Geen dranken in de vriezer plaatsen. Flessen en blikjes
met koolzuurhoudende dranken kunnen exploderen,
waardoor de vriezer beschadigd kan worden.
Deze vriezer is zwaar. Let op bij het verplaatsen.
Deze vriezer is voorzien van een slot, zodat kinderen
deze niet kunnen openen. De sleutel altijd buiten het
bereik van kinderen en uit de buurt van de vriezer
bewaren.
Het slot onbruikbaar maken voordat u de oude
vriezer wegdoet. Dit om ongelukken te voorkomen,
kinderen kunnen erin opgesloten raken.
Ijslollies niet direkt uit de vriezer opeten, gevaar voor
bevriezing van de mond.
Zorg ervoor dat de stekker niet wordt platgedrukt of
beschadigd door de achterkant van het
koel/vriesapparaat.
-
Een beschadigde stekker kan oververhit raken en
brand veroorzaken.
Plaats geen zware voorwerpen of het
koel/vriesapparaat zelf op het aansluitsnoer.
-
Daardoor bestaat kans op kortsluiting en brand.
Trek de stekker niet uit het stopcontact door aan het
snoer te trekken, vooral niet als het
koel/vriesapparaat uit de nis wordt getrokken.
-
Schade aan het snoer kan kortsluiting, brand en/of
een elektrische schok veroorzaken.
-
Als het aansluitsnoer beschadigd is, moet het
worden vervangen door onze service-afdeling of
door een erkend installateur.
Als het stopcontact los zit, steek de stekker er dan
niet in.
-
Daardoor bestaat kans op een elektrische schok of
brand.
KOELMIDDELEN
Het apparaat bevat in het koelvloeistofcircuit de
koelvloeistof Isobutan (R600a), een natuurlijk,
zeer milieuvriendelijk gas, dat echter wel brandbaar is.
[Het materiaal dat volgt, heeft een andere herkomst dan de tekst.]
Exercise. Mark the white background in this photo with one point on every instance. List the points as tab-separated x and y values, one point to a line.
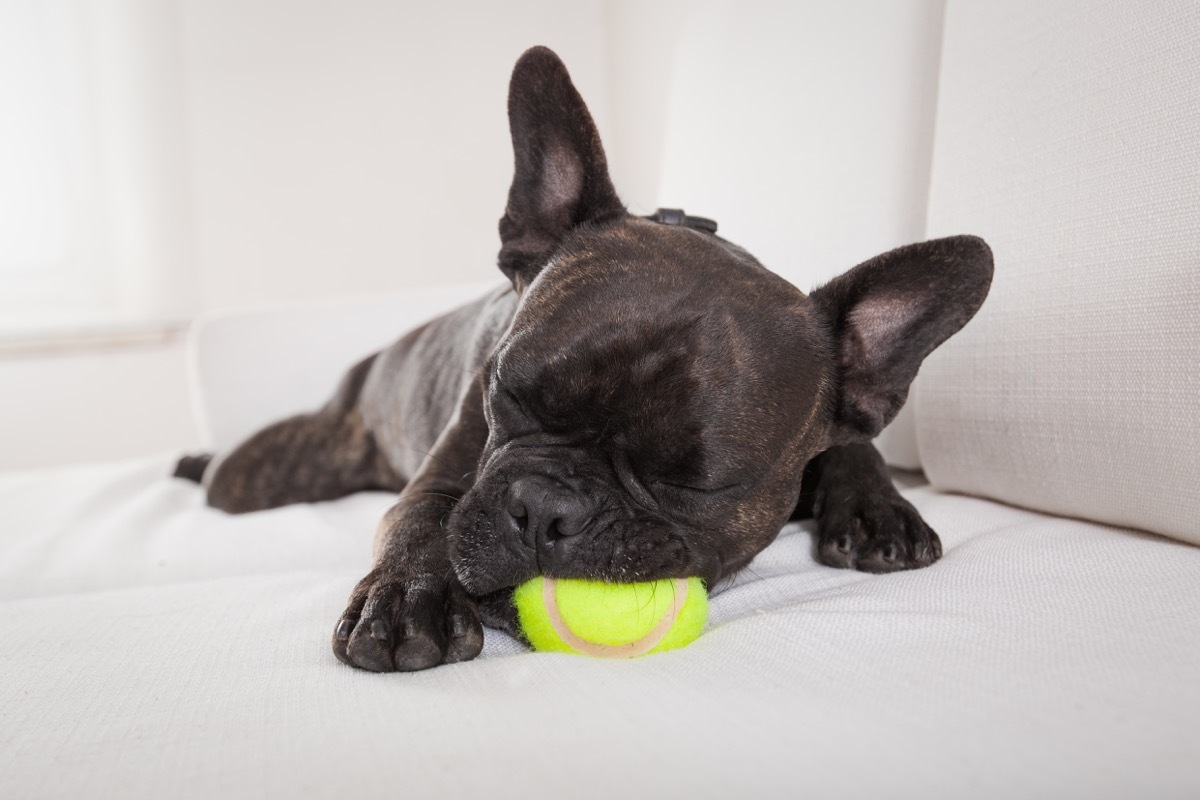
263	151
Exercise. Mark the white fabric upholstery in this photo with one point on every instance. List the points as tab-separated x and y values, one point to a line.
258	366
156	648
1068	136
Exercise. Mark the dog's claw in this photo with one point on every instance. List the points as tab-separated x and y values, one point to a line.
394	624
875	534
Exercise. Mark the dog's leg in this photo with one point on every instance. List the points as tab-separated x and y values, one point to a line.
863	523
306	458
411	612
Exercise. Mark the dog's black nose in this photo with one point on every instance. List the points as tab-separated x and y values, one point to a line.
543	511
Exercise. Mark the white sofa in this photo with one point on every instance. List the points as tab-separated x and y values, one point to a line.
154	647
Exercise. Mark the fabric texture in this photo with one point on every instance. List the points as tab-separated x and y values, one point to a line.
157	648
1068	136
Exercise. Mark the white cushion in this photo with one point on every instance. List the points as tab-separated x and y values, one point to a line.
1068	136
156	648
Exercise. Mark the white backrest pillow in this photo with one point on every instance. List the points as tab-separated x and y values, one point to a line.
1068	136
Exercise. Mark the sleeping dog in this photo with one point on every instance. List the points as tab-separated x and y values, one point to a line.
643	401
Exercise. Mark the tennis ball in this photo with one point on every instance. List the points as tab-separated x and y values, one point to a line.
611	620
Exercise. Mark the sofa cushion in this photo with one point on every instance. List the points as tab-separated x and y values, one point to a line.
1068	136
156	648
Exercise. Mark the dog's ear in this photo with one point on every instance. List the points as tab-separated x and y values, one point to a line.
891	312
562	176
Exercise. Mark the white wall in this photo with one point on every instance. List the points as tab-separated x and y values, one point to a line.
94	404
357	148
360	146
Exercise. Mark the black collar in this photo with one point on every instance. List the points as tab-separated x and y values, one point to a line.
677	217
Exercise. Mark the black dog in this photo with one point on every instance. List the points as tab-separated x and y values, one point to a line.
646	401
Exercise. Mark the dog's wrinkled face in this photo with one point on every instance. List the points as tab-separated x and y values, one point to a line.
643	414
658	395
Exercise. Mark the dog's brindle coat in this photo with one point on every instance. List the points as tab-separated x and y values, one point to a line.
646	401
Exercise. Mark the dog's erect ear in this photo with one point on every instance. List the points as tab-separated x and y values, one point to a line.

Bij het transport en het opstellen van het apparaat
erop letten dat geen onderdelen van het
koelvloeistofcircuit beschadigd worden.
Bij beschadiging van het kelvloeistofcircuit:
 open vuur en brandhaarden absoluut vermijden;
 het vertrek waar het apparaat staat goed ventileren.
INSTALLATIE
PLAATSING (1)
De vriezer horizontaal, rustend op alle vier plastic
voeten op een vlakke ondergrond plaatsen. Bij een
ongelijke vloer een houten blokje of dergelijke
gebruiken.
In een droge en goed geventileerde ruimte plaatsen.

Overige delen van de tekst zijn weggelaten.